Visual: A stylised dashboard mockup. Dark navy frame. Inside the frame, a 2-column × 4-row grid of card mockups (one cell empty for breathing room). Each card stub shows:
- card title in display small
- one mock metric in mono
- hairline border in cyan
- microtype MOCKUP at extreme top-right corner of the frame
┌─────────────────────────────────────────────┐
│ CC status Tier policy │
│ Trusted 19 modules classified │
│ │
│ License summary Envelope import │
│ Valid · 4d remaining (form fields) │
│ │
│ Sealed audit replay DLP egress │
│ Chain OK · 12,847 0 incidents 24h │
│ │
│ Admission audit │
│ Mode: ENFORCE · 0 denials │
└─────────────────────────────────────────────┘ MOCKUP
Speaker notes: "Same page. The operator launches a test plan from here. The auditor opens the same URL and validates the chain from here. We did not build a separate compliance view. The compliance view IS the operator view. That is the brand argument extended into the security argument."
Provenance: dashboard/src/app/admin/ztp-prem/page.tsx — renders all 7 cards listed; each card has its own source file in dashboard/src/components/. The mockup must match real card titles 1:1.
Reel-closing convention¶
After Frame 7 the deck transitions out of the security reel via a single
chapter-break slide carrying nothing but the mono section tag END ·
SECURITY POSTURE at the bottom-left of the canvas. The next reel begins
on the following slide; the chapter-break is the held frame that lets
the audience exhale.
What this spec deliberately omits¶
- Pricing. The security reel does not mention price. Pricing is a separate reel; mixing the two dilutes both arguments.

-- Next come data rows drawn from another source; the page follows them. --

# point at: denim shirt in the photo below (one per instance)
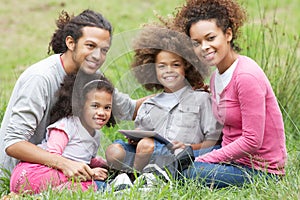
(190, 120)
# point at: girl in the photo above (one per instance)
(83, 107)
(164, 61)
(243, 100)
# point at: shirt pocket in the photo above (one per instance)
(187, 116)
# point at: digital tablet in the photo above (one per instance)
(139, 134)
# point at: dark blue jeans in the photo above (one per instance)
(216, 175)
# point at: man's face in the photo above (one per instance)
(91, 49)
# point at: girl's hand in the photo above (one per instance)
(100, 173)
(131, 141)
(178, 145)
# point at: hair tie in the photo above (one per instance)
(94, 81)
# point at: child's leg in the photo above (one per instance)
(144, 150)
(120, 155)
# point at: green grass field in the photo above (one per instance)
(271, 37)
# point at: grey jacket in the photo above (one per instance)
(190, 121)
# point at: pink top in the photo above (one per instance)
(57, 142)
(253, 133)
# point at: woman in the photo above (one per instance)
(253, 141)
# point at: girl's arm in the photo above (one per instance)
(98, 162)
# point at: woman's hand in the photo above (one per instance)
(131, 141)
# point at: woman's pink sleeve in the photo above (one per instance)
(57, 141)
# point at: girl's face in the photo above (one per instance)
(211, 44)
(89, 53)
(97, 110)
(170, 71)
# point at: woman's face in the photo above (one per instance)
(170, 71)
(211, 44)
(97, 110)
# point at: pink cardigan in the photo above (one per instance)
(253, 133)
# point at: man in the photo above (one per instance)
(80, 42)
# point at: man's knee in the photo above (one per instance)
(146, 145)
(115, 155)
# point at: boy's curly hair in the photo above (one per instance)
(154, 38)
(71, 96)
(227, 13)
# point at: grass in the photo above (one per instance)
(271, 37)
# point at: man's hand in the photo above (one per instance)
(99, 173)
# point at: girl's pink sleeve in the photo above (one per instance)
(57, 141)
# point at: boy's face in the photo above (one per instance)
(170, 71)
(90, 51)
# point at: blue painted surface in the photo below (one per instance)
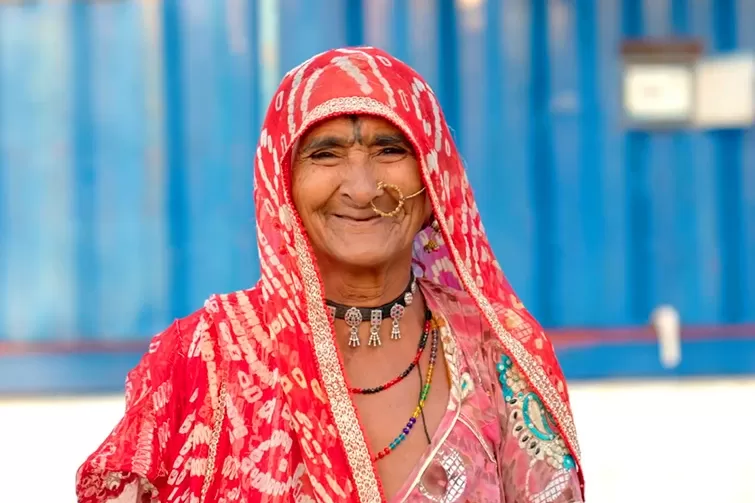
(105, 372)
(128, 129)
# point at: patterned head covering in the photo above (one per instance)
(249, 394)
(369, 81)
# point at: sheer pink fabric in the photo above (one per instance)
(246, 400)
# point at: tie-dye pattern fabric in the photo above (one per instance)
(246, 400)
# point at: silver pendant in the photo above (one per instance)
(397, 311)
(376, 318)
(353, 319)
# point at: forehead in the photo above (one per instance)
(348, 125)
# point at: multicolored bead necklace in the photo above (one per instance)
(402, 375)
(420, 406)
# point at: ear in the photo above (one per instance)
(428, 216)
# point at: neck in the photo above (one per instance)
(365, 287)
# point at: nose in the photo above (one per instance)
(360, 183)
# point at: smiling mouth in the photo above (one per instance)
(371, 218)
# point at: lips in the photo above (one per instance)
(359, 219)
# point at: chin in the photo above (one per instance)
(363, 257)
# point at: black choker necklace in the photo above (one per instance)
(354, 316)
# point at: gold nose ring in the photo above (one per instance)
(399, 196)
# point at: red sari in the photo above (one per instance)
(247, 399)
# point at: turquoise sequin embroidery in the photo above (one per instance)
(533, 425)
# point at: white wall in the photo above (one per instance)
(683, 442)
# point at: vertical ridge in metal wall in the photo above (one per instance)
(83, 184)
(728, 148)
(176, 183)
(635, 168)
(541, 169)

- Customer logos. No logos in the security reel. The argument is architectural, not social-proof-driven.
- Roadmap dates. No quarters / years / version numbers other than
the two
◐markers in Frame 5 that disclose roadmap items. Dates invite scrutiny on calendar slip; the security reel earns authority through what ships today, not what ships in Q3. - Code excerpts beyond Frame 6. Frame 6 is the only place code appears in the security reel. Showing more code would lower the rhetorical register — the deck is for executives reading at altitude, not engineers reading at the keyboard.
How to fact-check before delivery¶
Each Frame's Provenance line points to a code file or memo. Before
the pitch, run:
git log --oneline -1 -- dashboard/src/components/SealedAuditReplayCard.tsx
git log --oneline -1 -- pkg/ztp-prem-signctl/canonical.go
git log --oneline -1 -- dashboard/src/lib/license/utxo.ts
— confirms the asset still exists at the cited path and surfaces the most recent commit (so the speaker can answer "when did this ship" without leaving the room). If any path no longer exists, the relevant Frame's body line must be rewritten before that pitch.